Class website For each week, write summaries of the listed reading material. 1-page summary for each article, including an objective summary of the article content followed by my commentary.

Information Retrieval: Mainly developed through the world-wide web. Classic assumptions: Static corpus. Retrieve information relevant to a query.

- * Use some relevance score function $R(Q,D)$ between each query and document.

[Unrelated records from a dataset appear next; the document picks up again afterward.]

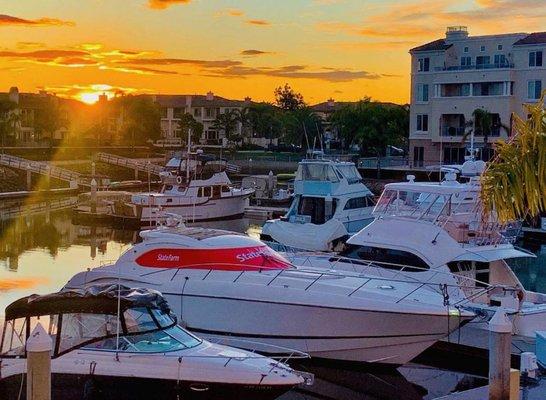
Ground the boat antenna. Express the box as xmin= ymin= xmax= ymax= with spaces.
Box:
xmin=315 ymin=122 xmax=324 ymax=153
xmin=302 ymin=122 xmax=310 ymax=155
xmin=186 ymin=128 xmax=191 ymax=183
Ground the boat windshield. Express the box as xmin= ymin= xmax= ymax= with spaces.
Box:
xmin=373 ymin=189 xmax=451 ymax=222
xmin=0 ymin=306 xmax=200 ymax=358
xmin=295 ymin=163 xmax=339 ymax=183
xmin=336 ymin=165 xmax=362 ymax=184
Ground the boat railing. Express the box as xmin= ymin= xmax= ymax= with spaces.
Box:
xmin=283 ymin=252 xmax=521 ymax=306
xmin=194 ymin=260 xmax=496 ymax=307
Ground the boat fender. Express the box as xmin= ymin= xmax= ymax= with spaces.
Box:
xmin=517 ymin=290 xmax=525 ymax=311
xmin=176 ymin=176 xmax=183 ymax=185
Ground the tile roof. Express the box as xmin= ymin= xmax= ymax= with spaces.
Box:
xmin=513 ymin=32 xmax=546 ymax=46
xmin=152 ymin=94 xmax=252 ymax=108
xmin=409 ymin=39 xmax=453 ymax=53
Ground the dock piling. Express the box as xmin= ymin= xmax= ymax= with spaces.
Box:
xmin=488 ymin=309 xmax=512 ymax=400
xmin=26 ymin=163 xmax=32 ymax=190
xmin=90 ymin=178 xmax=97 ymax=214
xmin=26 ymin=323 xmax=52 ymax=400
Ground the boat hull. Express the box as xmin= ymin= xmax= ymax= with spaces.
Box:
xmin=165 ymin=292 xmax=467 ymax=365
xmin=139 ymin=195 xmax=249 ymax=223
xmin=0 ymin=373 xmax=291 ymax=400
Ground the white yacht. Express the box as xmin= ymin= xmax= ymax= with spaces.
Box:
xmin=123 ymin=152 xmax=253 ymax=225
xmin=289 ymin=164 xmax=546 ymax=337
xmin=261 ymin=157 xmax=375 ymax=252
xmin=64 ymin=225 xmax=474 ymax=366
xmin=0 ymin=285 xmax=304 ymax=400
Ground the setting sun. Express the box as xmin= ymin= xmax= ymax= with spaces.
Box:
xmin=79 ymin=92 xmax=100 ymax=104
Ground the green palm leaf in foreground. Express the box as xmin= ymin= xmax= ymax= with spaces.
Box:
xmin=481 ymin=91 xmax=546 ymax=222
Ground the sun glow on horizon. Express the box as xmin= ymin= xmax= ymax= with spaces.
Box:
xmin=78 ymin=91 xmax=101 ymax=104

Web assumptions: dynamic content, adversarial entities, advertising, non-text documents

- * Results must be ranked
- Today's standard is to present only the top 10
- * Results must be found quickly

Real-time: parse potential strings for a match. On the web: pre-search potential strings and prepare an index

- * There are millions of words online
- * There are on the order of 100 million active websites

Search engines need to

- * Figure out what the user wants, not rely on the user to learn a system
- * Balance paid entries with relevant entries

Search Engine Optimization Practice of making content index higher in search engines by tailoring the interface to their crawlers. This can be done legitimately or illegitimately. Search engines provide guidelines. *Legitimate

- Make relevant content
- Update relevant keywords and tags
- * Inethical
- spam fake pages and links in the local site
- spam fake comments on other sites pointing to the local site
- spam irrelevant keywords or tags

Old generation search engines relied heavily on text term-frequency/inverse-document-frequency ratios. This was exploited by “keyword stuffing” by website SEO rankings. Scripts are used to exploit systems that count the number of clicks on a search result or on an advertisement. To exploit link-function rankings, unrelated sites may do “link exchange” where they link to each other.

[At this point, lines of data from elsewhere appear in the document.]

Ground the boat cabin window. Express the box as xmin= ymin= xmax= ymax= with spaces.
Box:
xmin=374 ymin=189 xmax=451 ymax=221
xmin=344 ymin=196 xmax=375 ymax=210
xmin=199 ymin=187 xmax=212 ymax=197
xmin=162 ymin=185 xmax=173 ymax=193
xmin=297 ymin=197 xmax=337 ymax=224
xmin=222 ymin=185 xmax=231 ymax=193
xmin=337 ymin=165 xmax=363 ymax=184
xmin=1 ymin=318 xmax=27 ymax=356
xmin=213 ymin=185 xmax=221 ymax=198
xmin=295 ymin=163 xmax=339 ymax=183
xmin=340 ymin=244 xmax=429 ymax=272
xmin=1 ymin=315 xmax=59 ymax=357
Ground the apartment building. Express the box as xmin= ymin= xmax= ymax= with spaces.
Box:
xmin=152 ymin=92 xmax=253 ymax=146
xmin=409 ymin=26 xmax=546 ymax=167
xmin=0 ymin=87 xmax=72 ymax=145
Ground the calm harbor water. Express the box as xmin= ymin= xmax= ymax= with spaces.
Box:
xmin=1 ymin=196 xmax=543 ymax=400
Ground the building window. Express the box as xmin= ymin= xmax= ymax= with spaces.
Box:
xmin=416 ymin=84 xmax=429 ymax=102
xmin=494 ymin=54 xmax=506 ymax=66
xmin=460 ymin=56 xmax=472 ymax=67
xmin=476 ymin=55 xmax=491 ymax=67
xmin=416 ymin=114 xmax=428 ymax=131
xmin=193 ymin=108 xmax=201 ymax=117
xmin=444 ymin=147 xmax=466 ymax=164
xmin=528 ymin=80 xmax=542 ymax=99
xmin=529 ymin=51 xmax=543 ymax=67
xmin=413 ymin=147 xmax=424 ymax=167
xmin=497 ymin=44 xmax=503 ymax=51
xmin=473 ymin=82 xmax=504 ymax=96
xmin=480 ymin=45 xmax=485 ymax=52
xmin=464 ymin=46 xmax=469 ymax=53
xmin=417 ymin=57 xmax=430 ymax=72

[http://www.fleiner.com/bots/ How to create crawler traps]

Web data collection: Data dumps, url downloads, web APIs, crawling.

Crawler traps: web server responds with ever changing URLs and content. Maybe be intentional or unintentional.

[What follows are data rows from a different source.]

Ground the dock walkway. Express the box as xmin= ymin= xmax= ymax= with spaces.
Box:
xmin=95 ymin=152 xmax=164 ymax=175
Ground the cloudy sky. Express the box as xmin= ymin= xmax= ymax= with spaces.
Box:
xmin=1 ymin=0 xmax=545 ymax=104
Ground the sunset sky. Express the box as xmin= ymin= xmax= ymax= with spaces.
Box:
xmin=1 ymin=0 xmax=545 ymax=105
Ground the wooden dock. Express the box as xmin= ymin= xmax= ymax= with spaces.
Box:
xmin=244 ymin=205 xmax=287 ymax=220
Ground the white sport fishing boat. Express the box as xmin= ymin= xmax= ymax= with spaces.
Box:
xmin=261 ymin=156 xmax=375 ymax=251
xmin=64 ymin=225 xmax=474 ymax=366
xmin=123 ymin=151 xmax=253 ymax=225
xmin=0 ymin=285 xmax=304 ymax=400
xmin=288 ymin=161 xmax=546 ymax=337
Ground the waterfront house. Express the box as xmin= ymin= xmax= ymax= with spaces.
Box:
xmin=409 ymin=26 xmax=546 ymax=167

Duplicate detection: Studies: 30% of web content is a duplicate of some of the other 70%. Exact duplicates online are very rare. Near-duplicate detection is an open problem, presently solved through `fingerprinting`

techniques.

Crawlers don't go to the **Deep Web**: content behind login forms, JavaScript, not linked from elsewhere. The Deep Web is estimated to be larger than the shallow web.

Web is almost 20 years old, so laws that apply to it tend to be outdated or untested. There are more useful conventions than actual laws.

- * Privacy policies help communicate tracking and data habits of a site
- * Sites frequently define their own
`Terms of Use`

or`Terms of Service`

- *
**Fair Use**

Guest lecture by Chen Li. Where traditional databases have an index architecture for queries, web search relies on dynamic content that is not as easily indexed. Databases are too slow for web search, and unoptimized for ranking. Vertical search: search engine focused on specific content Horizontal search: general search engine that tries to cover everything Requirements provided by web searches: instant results, fuzzy search, personalization.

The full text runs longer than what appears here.